The engineer is one of a growing number of researchers trying to crack the next barrier in computer speech synthesis - emotion. Computers are starting to laugh and sigh, express joy and anger, and even hesitate with natural "ums" and "ahs," in labs at many research centres and universities.

Called expressive speech synthesis, Ellen Eide of IBM in New York says "it’s the hot area" in the field today. The multinational plans to introduce a version of its commercial speech synthesiser that incorporates the new technology.

It is also one of the hardest problems to solve, says Sundaram, who has spent months at the University of Southern California tweaking his laugh synthesiser. And the sound? Mirthful, but still machine-made.

"Laughter," he says, "is a very, very complex process."

In 2001, psychologists Jo-Anne Bachorowski, of Vanderbilt University, and Michael Owren, of Cornell, discovered the complexity of laughter when they recorded 1,024 responses from college students watching the films Monty Python and the Holy Grail and When Harry Met Sally.

Men tended to grunt and snort, while women generated more song-like laughter. When some of the audience cracked up with laughter, they hit pitches in excess of 1,000 hertz - roughly high C for a soprano. And those were just the men.

But the complexity of the challenge does not prevent the quest for expressive speech synthesis. It is driven primarily by a grim fact of electronic life: the automated response computers that many of us talk to every day, as we look up phone numbers, check portfolio balances or book airline flights, might be convenient but they can be annoying.

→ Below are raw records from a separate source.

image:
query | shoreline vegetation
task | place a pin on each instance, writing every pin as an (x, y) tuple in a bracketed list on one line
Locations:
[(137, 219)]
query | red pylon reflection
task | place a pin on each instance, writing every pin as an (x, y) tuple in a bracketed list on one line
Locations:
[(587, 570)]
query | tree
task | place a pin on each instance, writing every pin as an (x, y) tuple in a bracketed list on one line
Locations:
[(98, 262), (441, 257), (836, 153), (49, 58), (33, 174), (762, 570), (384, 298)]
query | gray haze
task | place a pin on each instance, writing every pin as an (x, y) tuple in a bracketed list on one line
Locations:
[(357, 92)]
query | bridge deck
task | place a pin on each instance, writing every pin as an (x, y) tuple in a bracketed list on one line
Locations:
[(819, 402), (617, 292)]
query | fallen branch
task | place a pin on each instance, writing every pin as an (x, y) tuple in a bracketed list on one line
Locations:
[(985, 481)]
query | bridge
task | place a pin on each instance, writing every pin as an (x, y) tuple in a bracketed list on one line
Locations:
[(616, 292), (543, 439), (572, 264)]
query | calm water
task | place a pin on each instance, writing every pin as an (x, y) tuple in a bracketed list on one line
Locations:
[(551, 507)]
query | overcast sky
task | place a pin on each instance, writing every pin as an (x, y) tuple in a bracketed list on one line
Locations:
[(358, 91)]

Commercial voice synthesisers speak in the same perpetually upbeat tone whether they’re announcing the time of day or telling you that your pension has just plummeted.

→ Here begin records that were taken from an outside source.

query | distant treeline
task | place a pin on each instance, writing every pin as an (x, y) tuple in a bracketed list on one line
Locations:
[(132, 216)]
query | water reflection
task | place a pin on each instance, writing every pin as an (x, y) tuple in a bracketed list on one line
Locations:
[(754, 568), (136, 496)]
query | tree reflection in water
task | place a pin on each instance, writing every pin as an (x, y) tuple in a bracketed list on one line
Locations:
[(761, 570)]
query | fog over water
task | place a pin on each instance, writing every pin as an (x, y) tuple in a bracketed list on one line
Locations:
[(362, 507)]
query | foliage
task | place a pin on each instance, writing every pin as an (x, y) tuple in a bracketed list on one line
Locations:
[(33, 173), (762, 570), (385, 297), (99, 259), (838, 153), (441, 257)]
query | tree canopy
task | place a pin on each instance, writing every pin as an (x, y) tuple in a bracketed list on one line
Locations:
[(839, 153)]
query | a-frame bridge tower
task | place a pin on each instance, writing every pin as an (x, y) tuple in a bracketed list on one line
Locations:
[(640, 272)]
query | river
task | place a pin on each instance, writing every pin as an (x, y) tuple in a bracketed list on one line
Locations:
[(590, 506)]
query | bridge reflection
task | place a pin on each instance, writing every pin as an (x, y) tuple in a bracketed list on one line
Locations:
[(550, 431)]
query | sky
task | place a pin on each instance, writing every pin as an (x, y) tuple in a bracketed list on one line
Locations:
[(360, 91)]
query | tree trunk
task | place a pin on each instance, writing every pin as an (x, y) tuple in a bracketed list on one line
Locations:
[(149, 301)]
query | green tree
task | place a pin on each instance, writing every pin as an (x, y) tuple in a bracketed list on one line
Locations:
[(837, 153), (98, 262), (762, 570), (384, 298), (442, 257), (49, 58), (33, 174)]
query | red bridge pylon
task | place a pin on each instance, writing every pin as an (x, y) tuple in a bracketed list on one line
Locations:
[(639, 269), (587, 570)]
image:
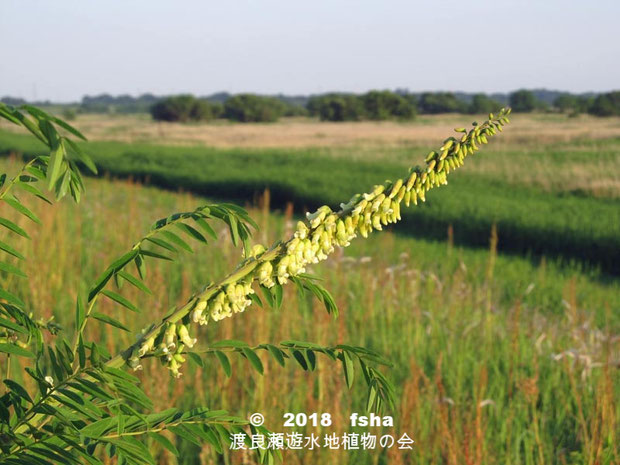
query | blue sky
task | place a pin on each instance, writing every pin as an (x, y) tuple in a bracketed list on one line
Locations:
[(64, 49)]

David Nahamoo, overseer of voice synthesis research at IBM, says businesses are concerned that as the technology spreads, customers will be turned off. "We all go crazy when we get some chipper voice telling us bad news," he says.

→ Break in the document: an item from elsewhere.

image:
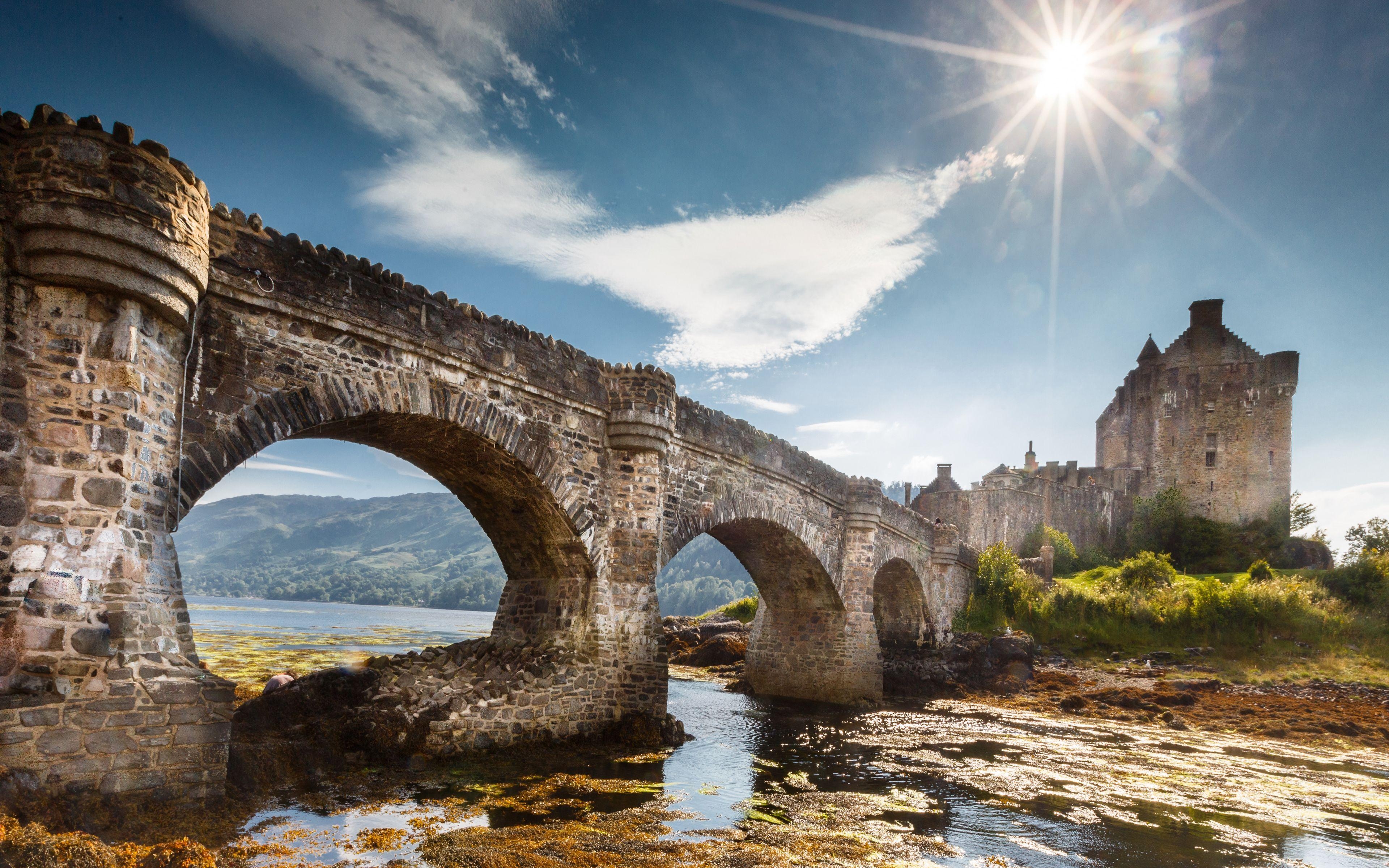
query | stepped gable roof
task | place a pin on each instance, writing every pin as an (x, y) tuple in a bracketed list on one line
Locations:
[(942, 485)]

And so, in the coming months, IBM plans to roll out a new commercial speech synthesiser that understands. The Expressive Text-to-Speech Engine took two years to develop and is designed to strike the appropriate tone when delivering good and bad news. The goal, says Nahamoo, is "to really show some sort of feeling".

Scientist Juergen Schroeter, who oversees speech synthesis research at AT&T Labs, says his organisation wants not only to generate emotional speech, but to detect it too. "Everybody wants to be able to recognise anger and frustration automatically," says Julia Hirschberg, a former AT&T researcher who is now at Columbia University in New York. For example, an automated system that senses stress or anger in a caller’s voice could automatically transfer a customer to a human for help, she says. Hirschberg is developing tutoring software that can recognise frustration and stress in a student’s voice and react by adopting a more soothing tone or by restating a problem. "Sometimes, just by addressing the emotion, it makes people feel better," says Hirschberg.

So, how do you make a machine sound emotional? Nick Campbell, a speech synthesis researcher at the Advanced Telecommunications Research Institute in Kyoto, Japan, says it first helps to understand how the speech synthesis technology most people encounter today is created.

The technique, known as "concatenative synthesis", works like this: engineers hire actors to read into a microphone for several hours. Then they dice the recording into short segments. Measuring in milliseconds, each segment is often barely the length of a single vowel. When it’s time to talk, the computer picks through this audio database for the right vocal elements and stitches them together, digitally smoothing any rough transitions.

If research succeeds, the first customers are likely to be Japanese auto and toymakers, who want to make their products - cars, robots and so on - expressive. Campbell adds: "Instead of saying, ‘You’ve exceeded the speed limit,’ they want the car to go, "Oy - watch it!"

But Sundaram and others know that synthesising emotional speech is only part of the challenge. Determining when and how to use it is vital. As Jurgen Trouvain, a linguist at Saarland University in Germany who is working on laughter synthesis, says: "You would not like to be embarrassing."